The symbolism of his relationship with Lynda: “One of my students stayed with us off and on for a period of time. She wrote a thank-you note that said, ‘I want to thank you for allowing me to be there with you and Lynda. I realized the way Lynda is to you is the way I am to be with God: totally dependent.’ I hadn’t realized we were giving a visual representation of that relationship. God is the one who has to be undergirding, guiding and encouraging me, helping me keep perspective; at the heart of it, helping me be a lover.”

True joy: “I think sometimes people think I dropped some kind of joy-pill down my throat and all of the sudden I’m jumping around and smiling, but nope. It’s amazing: Those moments of joy are often times when I look across the bed at Lynda when she’s sleeping and I realize what a gift she has been to me, this person who believed in me and encouraged me.”

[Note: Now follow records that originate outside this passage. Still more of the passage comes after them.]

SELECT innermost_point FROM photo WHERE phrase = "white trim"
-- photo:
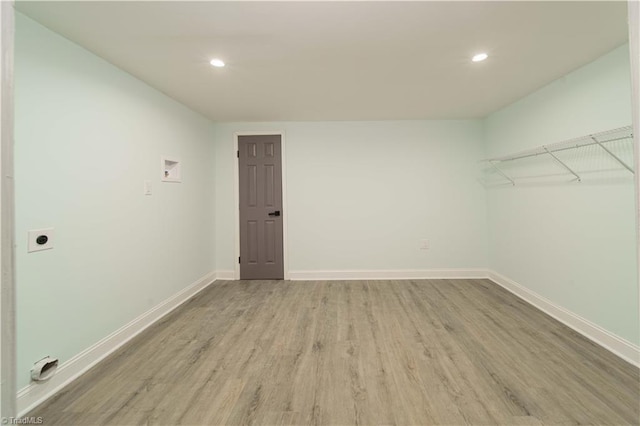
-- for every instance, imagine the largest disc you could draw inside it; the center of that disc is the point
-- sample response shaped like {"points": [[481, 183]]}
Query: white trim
{"points": [[226, 275], [387, 274], [36, 393], [634, 52], [236, 195], [7, 217], [617, 345]]}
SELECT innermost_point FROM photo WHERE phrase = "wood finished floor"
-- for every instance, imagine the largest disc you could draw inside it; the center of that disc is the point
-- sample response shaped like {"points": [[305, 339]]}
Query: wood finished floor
{"points": [[416, 352]]}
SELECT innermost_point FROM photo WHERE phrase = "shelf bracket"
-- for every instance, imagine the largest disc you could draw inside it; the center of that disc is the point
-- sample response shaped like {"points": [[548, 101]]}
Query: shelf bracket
{"points": [[501, 173], [615, 157], [562, 164]]}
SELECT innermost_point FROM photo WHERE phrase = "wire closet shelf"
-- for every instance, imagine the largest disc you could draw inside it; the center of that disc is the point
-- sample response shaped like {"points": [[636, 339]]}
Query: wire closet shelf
{"points": [[601, 155]]}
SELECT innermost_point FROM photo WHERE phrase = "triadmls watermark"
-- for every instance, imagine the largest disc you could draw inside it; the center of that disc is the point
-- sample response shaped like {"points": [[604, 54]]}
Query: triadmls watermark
{"points": [[22, 420]]}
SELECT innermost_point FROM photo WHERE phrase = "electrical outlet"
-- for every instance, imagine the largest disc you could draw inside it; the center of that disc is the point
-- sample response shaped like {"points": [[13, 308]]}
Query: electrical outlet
{"points": [[147, 187], [40, 239]]}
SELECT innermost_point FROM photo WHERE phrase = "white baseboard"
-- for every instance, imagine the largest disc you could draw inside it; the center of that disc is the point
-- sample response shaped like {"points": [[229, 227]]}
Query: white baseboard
{"points": [[617, 345], [387, 274], [225, 275], [36, 393]]}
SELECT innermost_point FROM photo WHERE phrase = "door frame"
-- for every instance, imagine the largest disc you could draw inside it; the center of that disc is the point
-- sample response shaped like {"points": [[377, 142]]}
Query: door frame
{"points": [[236, 194], [8, 390]]}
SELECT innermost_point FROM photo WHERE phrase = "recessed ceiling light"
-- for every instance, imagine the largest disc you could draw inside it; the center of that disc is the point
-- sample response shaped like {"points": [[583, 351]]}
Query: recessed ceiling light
{"points": [[479, 57], [217, 63]]}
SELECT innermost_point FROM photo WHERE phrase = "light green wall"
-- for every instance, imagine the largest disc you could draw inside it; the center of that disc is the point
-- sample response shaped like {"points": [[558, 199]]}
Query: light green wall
{"points": [[87, 136], [572, 243], [361, 195]]}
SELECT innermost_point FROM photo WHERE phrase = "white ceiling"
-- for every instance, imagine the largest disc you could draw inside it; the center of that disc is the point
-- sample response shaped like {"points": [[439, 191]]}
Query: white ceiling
{"points": [[341, 60]]}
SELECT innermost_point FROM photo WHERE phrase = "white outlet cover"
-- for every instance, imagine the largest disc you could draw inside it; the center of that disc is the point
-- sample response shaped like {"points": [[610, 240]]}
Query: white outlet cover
{"points": [[32, 244], [147, 187]]}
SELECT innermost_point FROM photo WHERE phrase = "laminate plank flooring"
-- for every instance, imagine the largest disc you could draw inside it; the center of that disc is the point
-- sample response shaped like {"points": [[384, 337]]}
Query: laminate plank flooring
{"points": [[420, 352]]}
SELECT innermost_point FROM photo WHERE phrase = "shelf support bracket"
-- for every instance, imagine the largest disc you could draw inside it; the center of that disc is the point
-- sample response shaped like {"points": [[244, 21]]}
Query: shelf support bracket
{"points": [[501, 173], [562, 164], [615, 157]]}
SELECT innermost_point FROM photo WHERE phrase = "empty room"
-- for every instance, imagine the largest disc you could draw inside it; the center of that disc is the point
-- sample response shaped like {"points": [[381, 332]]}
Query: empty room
{"points": [[338, 213]]}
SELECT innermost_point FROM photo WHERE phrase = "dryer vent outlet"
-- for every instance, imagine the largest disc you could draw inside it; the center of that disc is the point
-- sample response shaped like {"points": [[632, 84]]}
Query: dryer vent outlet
{"points": [[44, 369]]}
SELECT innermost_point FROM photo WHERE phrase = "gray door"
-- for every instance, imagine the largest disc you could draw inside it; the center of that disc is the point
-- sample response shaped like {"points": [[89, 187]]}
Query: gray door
{"points": [[260, 166]]}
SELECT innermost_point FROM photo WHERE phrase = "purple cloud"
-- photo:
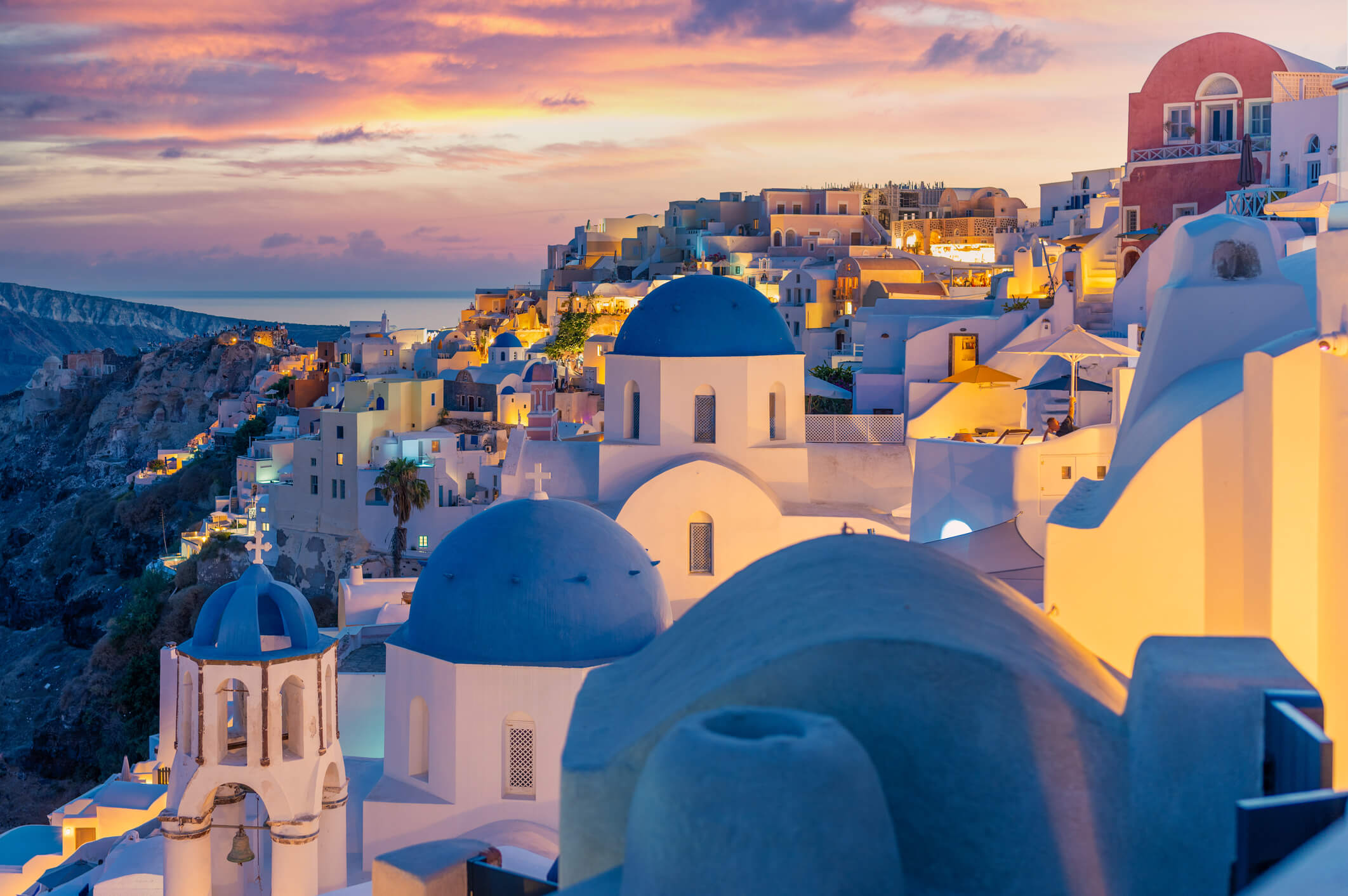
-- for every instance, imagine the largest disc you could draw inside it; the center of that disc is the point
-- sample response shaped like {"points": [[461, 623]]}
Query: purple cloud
{"points": [[279, 240], [565, 102], [359, 133], [366, 244], [1013, 50], [769, 18]]}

A major turning-point in their MS journey: “I remember when the nurse came to put the catheter in and I thought, ‘Wait a minute, I’m not ready for this. We’re not ready for this. We still have sexual intercourse. We still love each other that way.’ She said, ‘Well, we don’t usually put this in people who are still having sexual intercourse, so think about it.’ That was the point when we realized that this is a matter of physical survival. It was going to be a major adjustment. The whole journey was sort-of a gentle transition and then we came to this V in the road. We could go left and give up, as many people do, or go right and either be bitter or live happily ever after. We decided to be happy and rejoice in what God still allowed us to have.”

His advice to couples dealing with a chronic illness: “Deal with selfishness through love and falling in-love with God. Selfishness is just not at all love. Love is other-person concerned, reaching out to meet their needs. God calls you to give yourself, to deny yourself, to be other-person oriented, and you can find life in it.”